I just realized this still existing issue with the GPU Toolkit:
https://forums.ni.com/t5/LabVIEW/CUDA-Matrix-Multiplication-Fails/m-p/3262686/highlight/true#M951836
Since I have LV 32 bit installed on a 64 bit Windows10 OS, along with Cuda 9.0 (which has only 64 bit support), I cannot use the libraries from CUDA (no error shown, but the CUBLAS version comes back as 0.0, indicating LabVIEW cannot handle the x64 Cublas dll). So if the VI you posted does not work (result is an array with zeroes), this explains it. If you use LV 64 bit, CUDA GPU Toolkit should function fine. So sorry, I cannot do the benchmarking yet, first I will need to install LV 64 bit version, when I find more time... (I do not want to follow the "hack" mentioned in the above link, that manually copying 32 bit DLLs from and older CUDA Toolkit version).
10-17-2017 01:13 PM
I installed LV 2017 64bit, now it work fine with CUDA 9.0. I got cuBLAS work fine too.
So to recall our discussion, the point is with GPU calcs is that, it takes time to upload/download data to/from the GPU. I just made two simple test VIs, but I am not even close to consider myself a skilled banchmarker, so do not take these values too serious 🙂
So the first snippet just using the CPU. The second the GPU. As you can see, for 100k vectors, the matrix multiplication actually faster using the CPU, if we compare the total operation times. I played with 10M vectors too (100M killed my GPU VI for some reason, overload?), in this case the execution times are in the same range, comparing total execution times.
However, if you can make a smart code which keeps as many operations on the GPU as possible, and you minimize the frequency of data copies between the host and the GPU, you could gain a lot of speed! But all depends on your algorithm...
10-17-2017 02:21 PM
But on the GPU you can (maybe?) use sgl's I you don't require the accuracy. On cpu that is a pain, sine the matrix vi's are all made for dbl's. And since uploading\downloading seems to be the bottleneck, the break even point could be at a much lower number.
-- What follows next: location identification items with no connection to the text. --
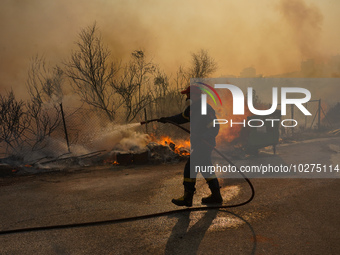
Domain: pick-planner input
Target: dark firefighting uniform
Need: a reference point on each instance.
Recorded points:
(202, 141)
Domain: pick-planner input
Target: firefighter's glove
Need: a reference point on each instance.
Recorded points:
(162, 120)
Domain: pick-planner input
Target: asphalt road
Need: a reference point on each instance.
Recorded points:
(287, 216)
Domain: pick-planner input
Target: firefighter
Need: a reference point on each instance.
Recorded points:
(202, 140)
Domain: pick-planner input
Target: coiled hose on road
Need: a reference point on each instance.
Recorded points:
(141, 217)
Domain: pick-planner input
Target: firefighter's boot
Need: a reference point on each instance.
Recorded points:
(186, 199)
(215, 197)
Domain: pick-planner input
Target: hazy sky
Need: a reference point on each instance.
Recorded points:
(272, 36)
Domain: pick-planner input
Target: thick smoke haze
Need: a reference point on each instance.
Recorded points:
(271, 36)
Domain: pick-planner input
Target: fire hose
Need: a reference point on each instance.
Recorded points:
(142, 217)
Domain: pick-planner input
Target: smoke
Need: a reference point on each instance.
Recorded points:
(305, 25)
(119, 137)
(272, 38)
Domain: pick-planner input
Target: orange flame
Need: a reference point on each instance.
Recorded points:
(179, 146)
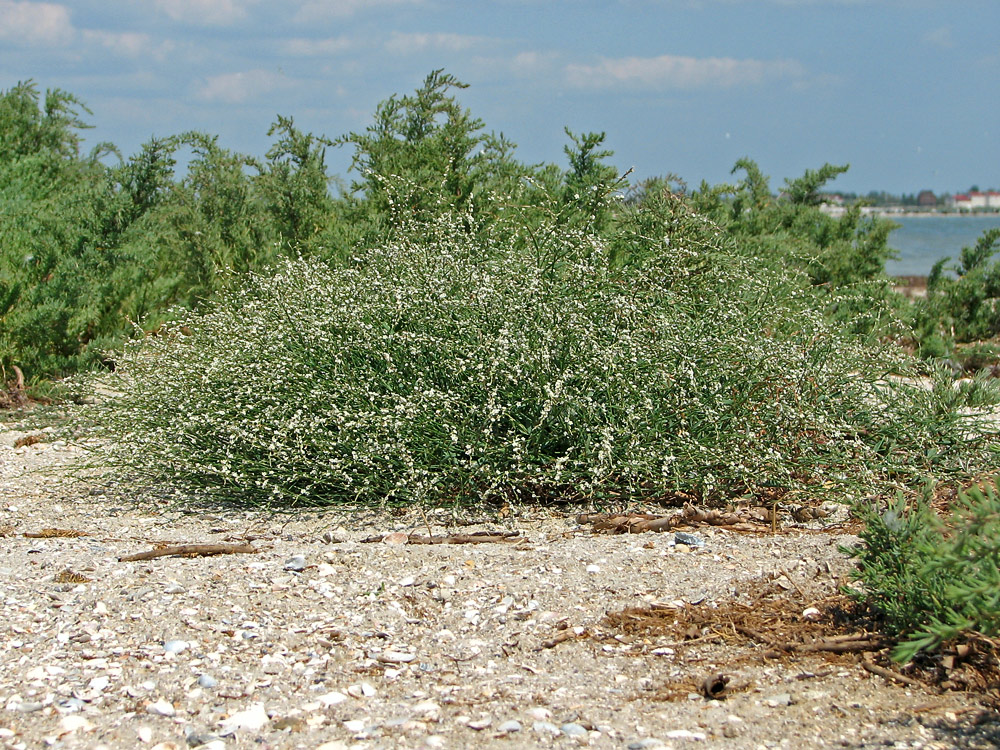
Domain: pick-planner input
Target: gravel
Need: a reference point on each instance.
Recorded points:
(321, 641)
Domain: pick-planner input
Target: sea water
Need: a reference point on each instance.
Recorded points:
(923, 240)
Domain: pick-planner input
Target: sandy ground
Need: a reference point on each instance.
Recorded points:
(318, 639)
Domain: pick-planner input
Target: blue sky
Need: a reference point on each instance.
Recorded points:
(906, 91)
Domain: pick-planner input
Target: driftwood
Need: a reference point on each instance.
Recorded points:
(53, 533)
(569, 634)
(714, 686)
(637, 523)
(191, 550)
(870, 666)
(477, 537)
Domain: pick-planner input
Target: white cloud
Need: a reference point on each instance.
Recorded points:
(673, 71)
(43, 23)
(400, 43)
(128, 44)
(234, 88)
(334, 45)
(204, 12)
(323, 10)
(941, 37)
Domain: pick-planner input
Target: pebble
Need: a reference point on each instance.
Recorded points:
(546, 727)
(685, 734)
(692, 540)
(207, 681)
(74, 723)
(782, 699)
(649, 743)
(200, 739)
(161, 708)
(572, 729)
(332, 699)
(251, 719)
(395, 657)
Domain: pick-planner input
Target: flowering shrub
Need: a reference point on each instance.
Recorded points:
(509, 357)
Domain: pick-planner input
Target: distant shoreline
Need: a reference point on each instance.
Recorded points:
(900, 213)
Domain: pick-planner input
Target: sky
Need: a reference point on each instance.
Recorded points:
(905, 91)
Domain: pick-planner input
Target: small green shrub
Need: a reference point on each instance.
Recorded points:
(934, 581)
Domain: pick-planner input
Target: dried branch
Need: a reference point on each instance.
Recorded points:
(191, 550)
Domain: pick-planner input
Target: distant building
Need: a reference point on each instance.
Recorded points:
(960, 202)
(976, 200)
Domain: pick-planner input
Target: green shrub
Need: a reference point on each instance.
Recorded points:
(514, 356)
(964, 307)
(933, 581)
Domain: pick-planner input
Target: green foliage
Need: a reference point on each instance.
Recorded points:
(90, 250)
(962, 308)
(433, 150)
(934, 581)
(496, 352)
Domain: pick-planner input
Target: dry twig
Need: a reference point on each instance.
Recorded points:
(191, 550)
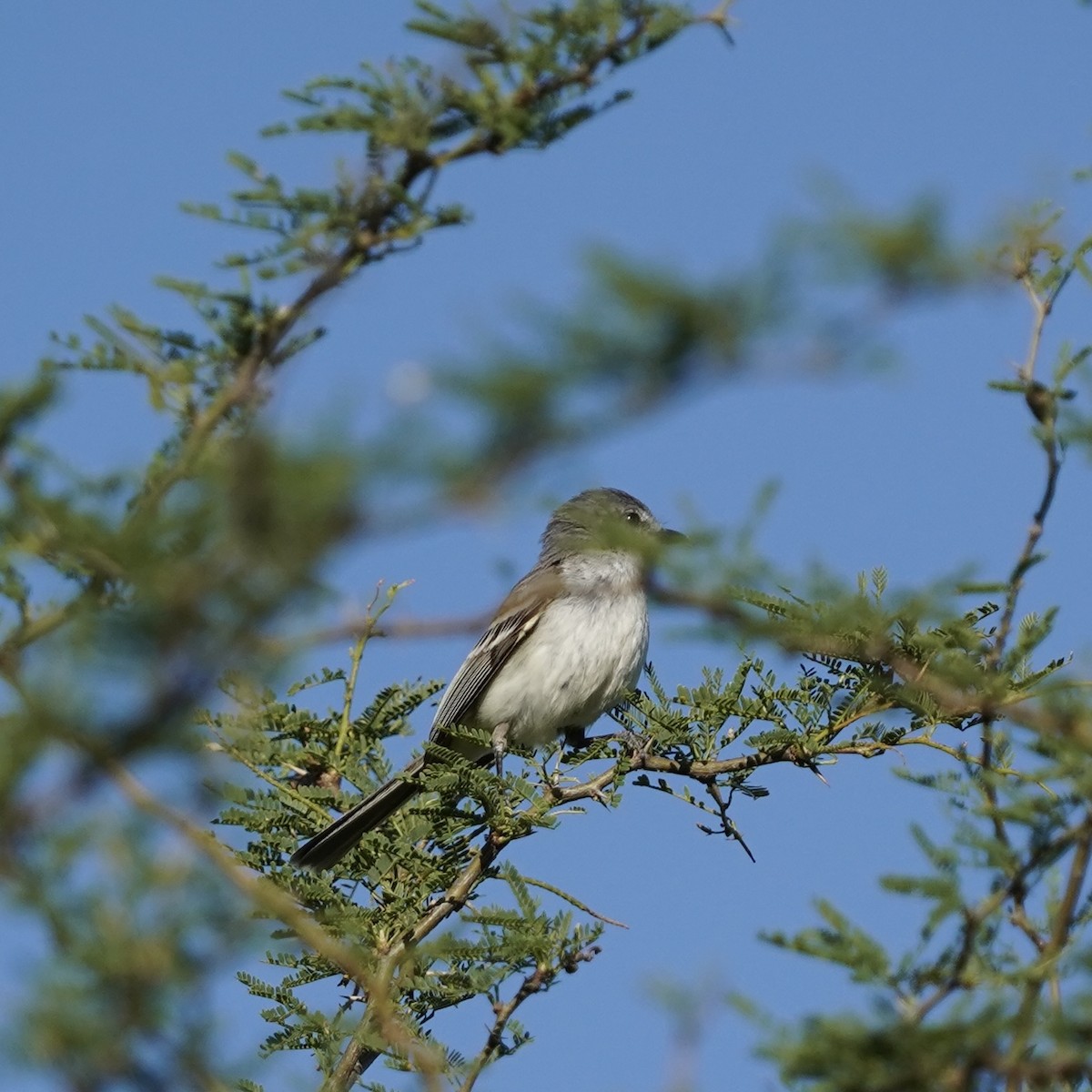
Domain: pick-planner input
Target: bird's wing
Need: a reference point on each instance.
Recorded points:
(514, 621)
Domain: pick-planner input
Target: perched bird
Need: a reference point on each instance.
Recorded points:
(567, 644)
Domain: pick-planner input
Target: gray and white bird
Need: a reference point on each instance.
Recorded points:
(567, 644)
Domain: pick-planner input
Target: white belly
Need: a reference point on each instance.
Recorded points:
(584, 656)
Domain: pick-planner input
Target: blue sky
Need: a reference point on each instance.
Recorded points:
(116, 112)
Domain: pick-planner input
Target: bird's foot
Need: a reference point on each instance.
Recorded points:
(500, 741)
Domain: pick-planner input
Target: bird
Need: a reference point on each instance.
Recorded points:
(568, 643)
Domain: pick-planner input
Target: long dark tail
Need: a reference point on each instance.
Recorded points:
(334, 841)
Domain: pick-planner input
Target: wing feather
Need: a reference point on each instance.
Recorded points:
(514, 622)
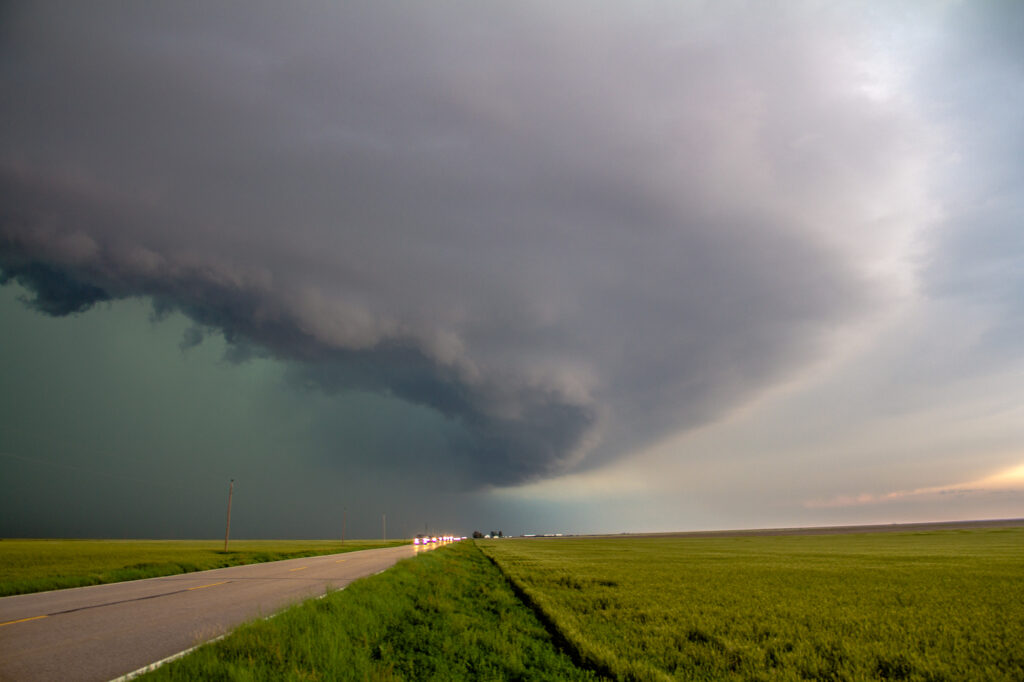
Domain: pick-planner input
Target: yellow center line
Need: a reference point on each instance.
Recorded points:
(34, 617)
(210, 585)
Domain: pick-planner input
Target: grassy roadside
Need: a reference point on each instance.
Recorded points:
(939, 605)
(37, 565)
(444, 614)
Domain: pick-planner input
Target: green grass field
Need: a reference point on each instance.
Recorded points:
(939, 605)
(35, 565)
(444, 614)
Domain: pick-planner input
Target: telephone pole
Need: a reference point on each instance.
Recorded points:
(227, 530)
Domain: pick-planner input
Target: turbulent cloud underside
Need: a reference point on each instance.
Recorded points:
(568, 238)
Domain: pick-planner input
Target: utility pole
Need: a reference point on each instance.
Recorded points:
(227, 530)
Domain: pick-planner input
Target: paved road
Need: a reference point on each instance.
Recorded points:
(104, 631)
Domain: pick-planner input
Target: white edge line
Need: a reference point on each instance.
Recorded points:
(174, 656)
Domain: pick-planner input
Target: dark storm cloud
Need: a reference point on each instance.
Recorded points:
(975, 85)
(568, 231)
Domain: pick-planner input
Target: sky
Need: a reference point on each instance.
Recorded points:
(531, 266)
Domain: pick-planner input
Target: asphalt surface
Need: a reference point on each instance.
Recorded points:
(105, 631)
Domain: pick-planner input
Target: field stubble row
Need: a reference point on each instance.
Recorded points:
(941, 605)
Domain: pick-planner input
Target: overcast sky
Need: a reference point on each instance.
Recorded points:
(530, 266)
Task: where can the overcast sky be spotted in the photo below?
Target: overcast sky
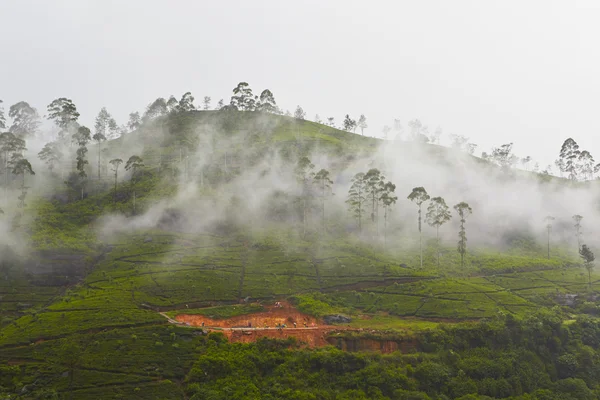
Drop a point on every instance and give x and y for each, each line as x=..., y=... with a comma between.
x=495, y=71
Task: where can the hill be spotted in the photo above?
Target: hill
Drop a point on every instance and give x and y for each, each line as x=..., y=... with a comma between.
x=142, y=285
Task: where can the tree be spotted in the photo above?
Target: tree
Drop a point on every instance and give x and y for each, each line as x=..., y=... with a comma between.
x=357, y=197
x=2, y=117
x=51, y=155
x=64, y=113
x=388, y=199
x=419, y=196
x=503, y=156
x=26, y=119
x=568, y=156
x=156, y=109
x=586, y=164
x=324, y=183
x=82, y=138
x=186, y=103
x=304, y=176
x=375, y=181
x=115, y=163
x=299, y=113
x=134, y=164
x=206, y=103
x=134, y=121
x=267, y=102
x=22, y=167
x=577, y=218
x=349, y=124
x=464, y=210
x=438, y=213
x=242, y=98
x=588, y=259
x=362, y=123
x=104, y=124
x=548, y=220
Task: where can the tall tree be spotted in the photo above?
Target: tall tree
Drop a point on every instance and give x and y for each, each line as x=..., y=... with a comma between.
x=324, y=183
x=362, y=124
x=242, y=98
x=115, y=162
x=548, y=220
x=304, y=175
x=206, y=103
x=463, y=210
x=51, y=155
x=267, y=102
x=375, y=181
x=104, y=124
x=134, y=121
x=134, y=164
x=82, y=138
x=438, y=213
x=586, y=164
x=577, y=218
x=26, y=119
x=388, y=199
x=419, y=196
x=2, y=117
x=299, y=113
x=349, y=124
x=588, y=259
x=64, y=113
x=22, y=167
x=156, y=109
x=569, y=155
x=357, y=196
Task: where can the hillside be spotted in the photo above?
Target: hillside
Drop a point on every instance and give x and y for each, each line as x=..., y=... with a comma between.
x=146, y=291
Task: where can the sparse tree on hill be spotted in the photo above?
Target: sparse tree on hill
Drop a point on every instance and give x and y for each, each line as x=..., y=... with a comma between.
x=419, y=196
x=586, y=164
x=388, y=199
x=134, y=121
x=463, y=210
x=64, y=113
x=22, y=167
x=156, y=109
x=104, y=124
x=115, y=163
x=267, y=102
x=548, y=220
x=577, y=218
x=206, y=103
x=51, y=155
x=186, y=103
x=349, y=124
x=357, y=197
x=134, y=164
x=588, y=259
x=438, y=213
x=2, y=117
x=362, y=124
x=375, y=181
x=304, y=175
x=242, y=98
x=26, y=119
x=324, y=183
x=568, y=156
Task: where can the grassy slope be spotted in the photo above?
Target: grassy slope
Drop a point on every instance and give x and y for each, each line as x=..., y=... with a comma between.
x=110, y=314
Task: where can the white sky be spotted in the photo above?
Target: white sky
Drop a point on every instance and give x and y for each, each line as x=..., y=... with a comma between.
x=495, y=71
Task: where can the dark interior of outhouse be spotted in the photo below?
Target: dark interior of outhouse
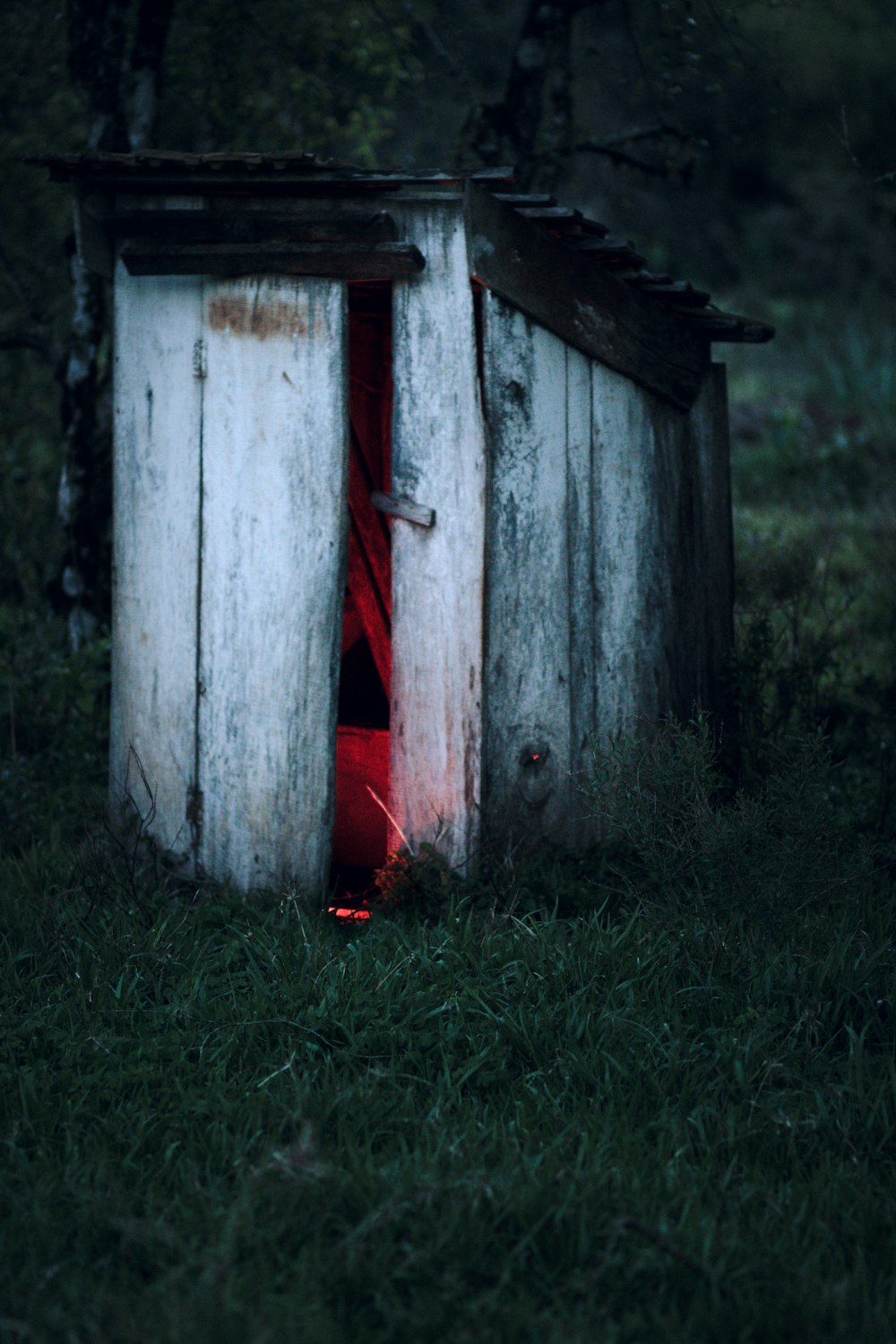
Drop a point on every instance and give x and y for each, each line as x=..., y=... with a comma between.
x=362, y=753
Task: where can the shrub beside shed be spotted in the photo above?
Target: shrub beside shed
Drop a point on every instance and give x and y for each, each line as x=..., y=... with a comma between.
x=419, y=486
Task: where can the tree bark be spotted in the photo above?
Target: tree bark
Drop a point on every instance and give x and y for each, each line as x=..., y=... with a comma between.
x=512, y=129
x=121, y=101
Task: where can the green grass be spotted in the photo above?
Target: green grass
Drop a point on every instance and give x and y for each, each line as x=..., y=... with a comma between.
x=226, y=1120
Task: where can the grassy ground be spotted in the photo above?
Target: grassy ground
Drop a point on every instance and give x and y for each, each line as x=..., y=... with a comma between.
x=643, y=1096
x=237, y=1121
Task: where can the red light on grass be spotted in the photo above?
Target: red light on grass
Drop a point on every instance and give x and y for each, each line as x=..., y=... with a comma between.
x=347, y=914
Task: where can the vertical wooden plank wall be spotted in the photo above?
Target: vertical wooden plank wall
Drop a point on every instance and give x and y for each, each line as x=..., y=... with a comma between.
x=158, y=418
x=712, y=453
x=273, y=572
x=438, y=459
x=540, y=683
x=608, y=574
x=633, y=580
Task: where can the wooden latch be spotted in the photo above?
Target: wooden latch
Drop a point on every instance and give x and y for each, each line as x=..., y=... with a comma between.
x=398, y=505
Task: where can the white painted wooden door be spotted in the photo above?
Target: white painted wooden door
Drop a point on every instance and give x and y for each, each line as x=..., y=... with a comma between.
x=608, y=569
x=156, y=486
x=230, y=564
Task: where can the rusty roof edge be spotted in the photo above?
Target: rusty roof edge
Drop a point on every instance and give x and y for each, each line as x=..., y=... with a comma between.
x=148, y=164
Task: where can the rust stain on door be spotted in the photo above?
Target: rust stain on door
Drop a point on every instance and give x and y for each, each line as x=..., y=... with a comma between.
x=244, y=316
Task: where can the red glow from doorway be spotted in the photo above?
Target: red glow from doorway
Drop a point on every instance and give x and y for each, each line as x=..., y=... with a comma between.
x=349, y=914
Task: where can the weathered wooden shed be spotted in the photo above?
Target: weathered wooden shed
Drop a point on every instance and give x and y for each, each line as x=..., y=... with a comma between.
x=419, y=486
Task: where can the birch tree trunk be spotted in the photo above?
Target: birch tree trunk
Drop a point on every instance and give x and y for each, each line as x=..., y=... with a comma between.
x=121, y=99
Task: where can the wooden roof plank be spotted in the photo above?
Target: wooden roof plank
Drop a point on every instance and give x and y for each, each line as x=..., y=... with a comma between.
x=589, y=308
x=339, y=261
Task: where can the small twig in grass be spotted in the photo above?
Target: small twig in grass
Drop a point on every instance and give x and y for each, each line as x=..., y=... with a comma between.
x=381, y=804
x=13, y=718
x=664, y=1245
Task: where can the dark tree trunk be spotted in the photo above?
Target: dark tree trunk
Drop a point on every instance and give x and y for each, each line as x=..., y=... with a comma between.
x=121, y=101
x=530, y=125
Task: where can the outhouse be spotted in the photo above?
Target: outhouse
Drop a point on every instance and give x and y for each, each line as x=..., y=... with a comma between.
x=421, y=486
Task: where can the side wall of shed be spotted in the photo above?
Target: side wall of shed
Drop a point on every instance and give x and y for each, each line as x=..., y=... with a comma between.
x=230, y=532
x=608, y=569
x=438, y=460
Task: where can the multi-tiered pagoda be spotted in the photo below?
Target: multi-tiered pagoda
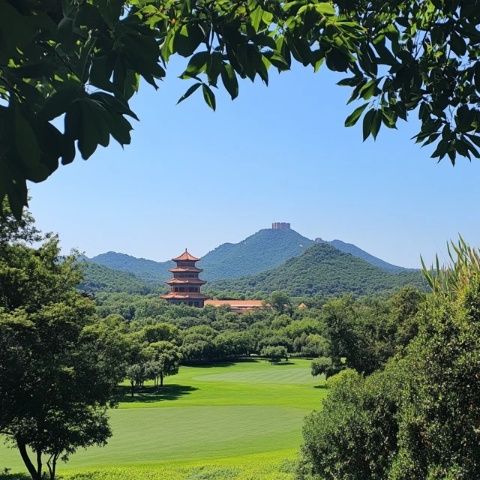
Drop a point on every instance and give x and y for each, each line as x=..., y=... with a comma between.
x=185, y=284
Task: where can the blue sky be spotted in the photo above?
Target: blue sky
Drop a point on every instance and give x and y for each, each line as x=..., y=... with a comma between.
x=194, y=178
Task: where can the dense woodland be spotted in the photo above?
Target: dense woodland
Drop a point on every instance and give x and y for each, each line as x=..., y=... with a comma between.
x=401, y=367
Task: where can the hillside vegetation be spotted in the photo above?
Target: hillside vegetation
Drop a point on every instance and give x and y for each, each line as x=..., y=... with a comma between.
x=97, y=278
x=362, y=254
x=261, y=251
x=322, y=270
x=148, y=270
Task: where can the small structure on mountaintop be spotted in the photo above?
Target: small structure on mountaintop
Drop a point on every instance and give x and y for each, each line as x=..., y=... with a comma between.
x=185, y=284
x=280, y=226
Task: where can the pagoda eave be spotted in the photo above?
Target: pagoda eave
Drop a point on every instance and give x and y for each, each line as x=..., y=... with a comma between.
x=185, y=269
x=186, y=281
x=184, y=296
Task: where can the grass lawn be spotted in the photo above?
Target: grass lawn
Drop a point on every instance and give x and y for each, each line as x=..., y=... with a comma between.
x=238, y=421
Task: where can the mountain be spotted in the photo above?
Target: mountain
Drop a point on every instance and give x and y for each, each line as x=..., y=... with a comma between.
x=261, y=251
x=99, y=278
x=321, y=270
x=147, y=270
x=359, y=253
x=266, y=249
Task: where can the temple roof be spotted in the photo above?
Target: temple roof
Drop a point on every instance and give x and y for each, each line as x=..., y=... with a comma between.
x=185, y=256
x=185, y=269
x=186, y=281
x=184, y=295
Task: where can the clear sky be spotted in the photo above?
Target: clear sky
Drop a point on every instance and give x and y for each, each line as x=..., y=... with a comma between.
x=194, y=178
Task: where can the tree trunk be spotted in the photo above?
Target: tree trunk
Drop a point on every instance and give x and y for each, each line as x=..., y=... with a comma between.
x=28, y=463
x=52, y=466
x=39, y=464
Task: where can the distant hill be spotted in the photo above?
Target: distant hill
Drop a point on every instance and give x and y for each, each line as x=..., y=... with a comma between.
x=147, y=270
x=321, y=270
x=99, y=278
x=261, y=251
x=359, y=253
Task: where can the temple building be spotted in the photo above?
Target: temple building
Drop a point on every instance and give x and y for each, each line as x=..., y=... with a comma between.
x=185, y=284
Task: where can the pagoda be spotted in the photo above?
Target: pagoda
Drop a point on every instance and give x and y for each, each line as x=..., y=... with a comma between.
x=185, y=284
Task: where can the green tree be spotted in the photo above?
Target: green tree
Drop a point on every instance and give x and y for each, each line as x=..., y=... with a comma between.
x=82, y=61
x=163, y=360
x=274, y=353
x=57, y=370
x=280, y=302
x=418, y=418
x=325, y=366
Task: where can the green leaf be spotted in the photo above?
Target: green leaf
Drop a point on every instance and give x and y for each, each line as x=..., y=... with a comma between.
x=59, y=102
x=27, y=146
x=352, y=119
x=196, y=65
x=376, y=123
x=189, y=92
x=325, y=8
x=367, y=123
x=209, y=96
x=187, y=39
x=256, y=18
x=230, y=81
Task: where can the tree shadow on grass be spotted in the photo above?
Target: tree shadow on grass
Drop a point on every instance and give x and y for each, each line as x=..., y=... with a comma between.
x=225, y=363
x=6, y=475
x=151, y=394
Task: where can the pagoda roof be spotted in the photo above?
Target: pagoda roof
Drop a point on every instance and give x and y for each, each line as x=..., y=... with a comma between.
x=185, y=256
x=184, y=295
x=185, y=269
x=186, y=281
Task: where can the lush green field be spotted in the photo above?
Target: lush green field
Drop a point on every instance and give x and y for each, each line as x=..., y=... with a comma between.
x=239, y=421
It's comparing apples with pears, but if speed is important, it might help.
10-17-2017 02:30 PM
wiebe@CARYA wrote:
But on the GPU you can (maybe?) use sgl's I you don't require the accuracy. On cpu that is a pain, sine the matrix vi's are all made for dbl's. And since uploading\downloading seems to be the bottleneck, the break even point could be at a much lower number. It's comparing apples with pears, but if speed is important, it might help.
Yep, actually older GPUs only supported SGL data types. The CUDA VIs support SGLs, the memory up/download and allocation VIs support lots of data types:
The cuBLAS matrix multiplication VI supports matrices with the following data types: SGL, DBL, CSG, CDB.